Set in a realm called Chromatacia, where social status is determined by your ability to see colours (‘Greys’ are unable to see colour and are therefore low-class while ‘Purples’ are high status), it tells the story of a young ‘Red’ who suspects that his colour-seeing ability is a lot higher than presumed, which will set him on a path to a higher calling. It has huge generic smacks of Brave New World and 1984 with a dash of Logan’s Run thrown in for good measure.

Despite my liking a lot of the elements that make up a genre piece like this, I think where it falls down is the fact that the world of the book is so fantastically removed from reality that it lacks that social commentary that is so piercing in the best dystopias.
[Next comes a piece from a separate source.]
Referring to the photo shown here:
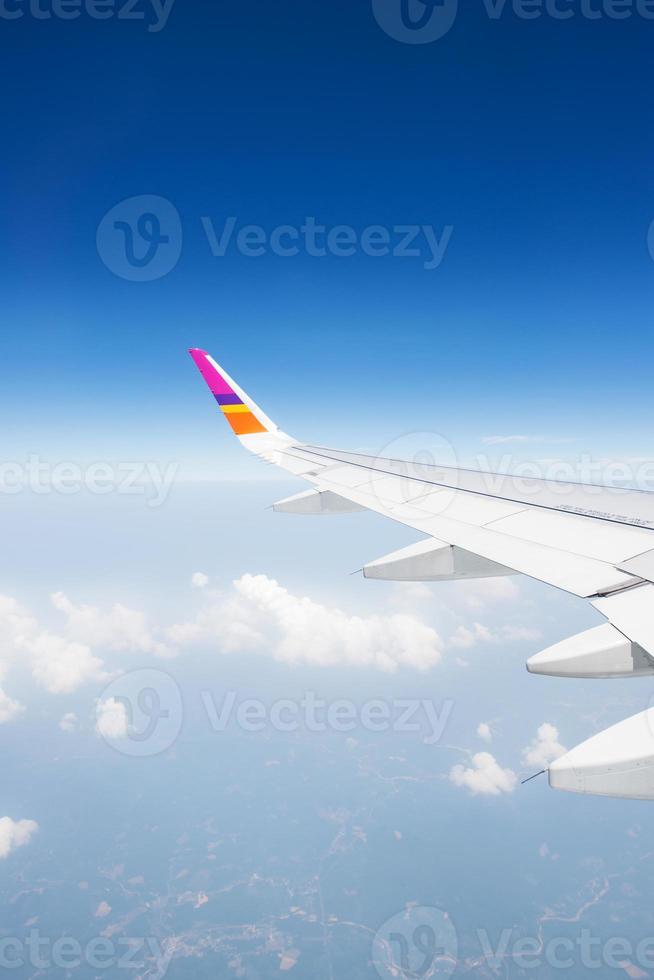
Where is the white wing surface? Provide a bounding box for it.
[190,349,654,799]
Even though there’s a temptation to look at the class system of Chromatacia as a critique of real-world social class systems, it really just seems like a world that is completely separate, yet familiar to the point of being unimaginative.


There are some very likeable fantasy elements here – one of which I found myself later in the year remembering as a quirky plot point, and at first couldn’t remember where it was from – but it read just like too much genre fiction and didn’t grip me in its world of speculation. I can come up with other books in a similar generic vein that have completely gripped me this year, but we’ll discuss them in later posts.